A harsh lesson in love

More than two-thirds of Australian businesses were hit with last week's "Love Bug", but e-commerce security executive Steve Crutchfield believes there may be a valuable lesson amid the mayhem.

More than two-thirds of Australian businesses were hit with last week's "Love Bug", but e-commerce security executive Steve Crutchfield believes there may be a valuable lesson amid the mayhem.

Crutchfield, who is the security services product manager for e-business consultancy Megatec, said the insidious virus -- erroneously dubbed the Love Bug as it is a virus rather than a bug -- would bring a "costly" but necessary security lesson to all businesses connected to the internet.

He said the virus would act as a catalyst to coerce businesses into implementing internet security technologies and procedural policies -- initiatives he believes should have been in place long ago.

The virus, which began its rampage on an estimated 70 per cent of Australian corporations last Thursday night, is automatically distributed via the recipient's address book in Microsoft Outlook. It is carried as an email attachment with "ILOVEYOU" in the subject line; however, it may also appear in an email with the subject line "Fwd: Joke". The variant attachment is labelled "Very Funny.vbs".

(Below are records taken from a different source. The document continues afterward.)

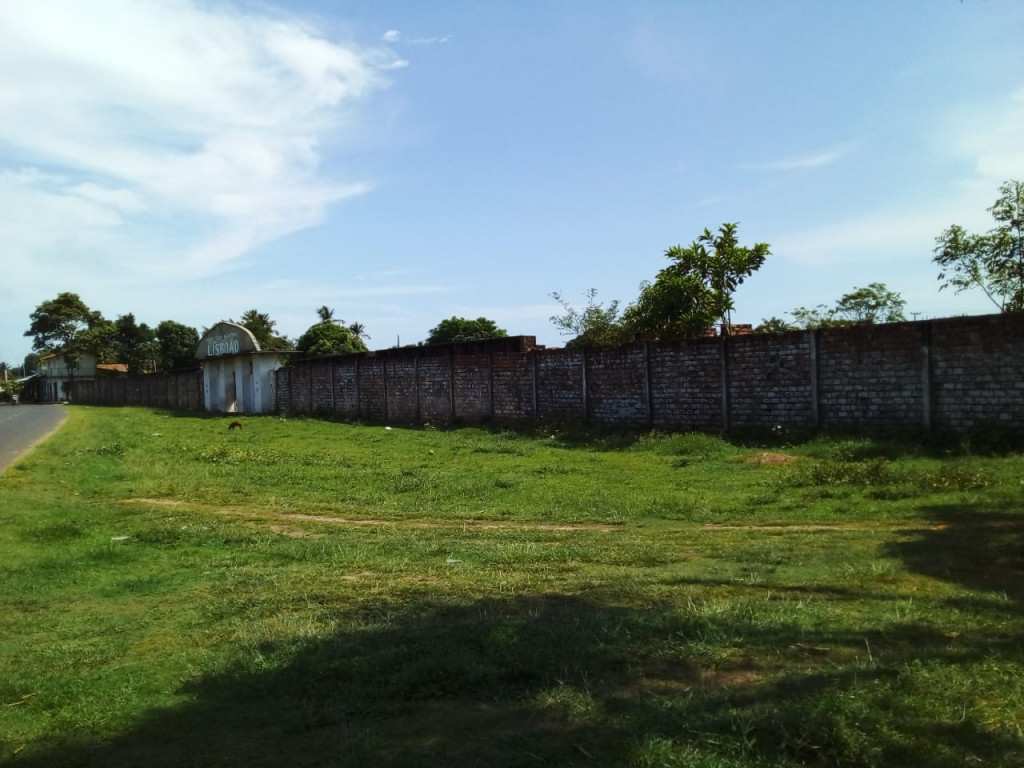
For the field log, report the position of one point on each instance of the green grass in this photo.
(307, 593)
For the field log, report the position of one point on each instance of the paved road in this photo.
(22, 427)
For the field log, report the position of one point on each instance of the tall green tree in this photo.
(695, 290)
(326, 314)
(134, 345)
(863, 306)
(176, 343)
(994, 261)
(358, 330)
(462, 330)
(67, 327)
(329, 338)
(594, 325)
(260, 325)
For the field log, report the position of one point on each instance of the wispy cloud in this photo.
(140, 122)
(816, 159)
(394, 36)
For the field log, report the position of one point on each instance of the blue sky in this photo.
(403, 162)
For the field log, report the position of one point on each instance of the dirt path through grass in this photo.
(271, 515)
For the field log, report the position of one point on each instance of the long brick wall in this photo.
(178, 391)
(952, 374)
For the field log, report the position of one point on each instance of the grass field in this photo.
(304, 593)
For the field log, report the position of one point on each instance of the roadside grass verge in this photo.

Once activated, the virus sends the infected email to all addresses listed on the recipient's inbox, in addition to replacing some files located across all drives and directories. Additionally, it is believed that PCs operating on Microsoft's Windows 2000 are infected by the virus, but cannot spread it.

Users receiving such emails are advised to delete it without opening or launching the attachment.

Analysts have dubbed the virus "Melissa on steroids", because it has affected more than 90 per cent of US corporations, compared to the 20 per cent affected by the Melissa virus last year.

Global repair bill estimates grew rapidly from $1 billion to $17 billion over the weekend, but Crutchfield expects the damage done to corporations will only fall between $5 billion and $10 billion worldwide.

Local companies hit by the virus include the CSIRO, Gateway, Compuware and Goldman Sachs. Authorities have traced the source of the bug to the Philippines, where a woman has been apprehended regarding possible involvement in the spread of the virus.

However, it is also believed an untraced German student based in Australia, referred to in cyberspace "Michael", may have created the dastardly program.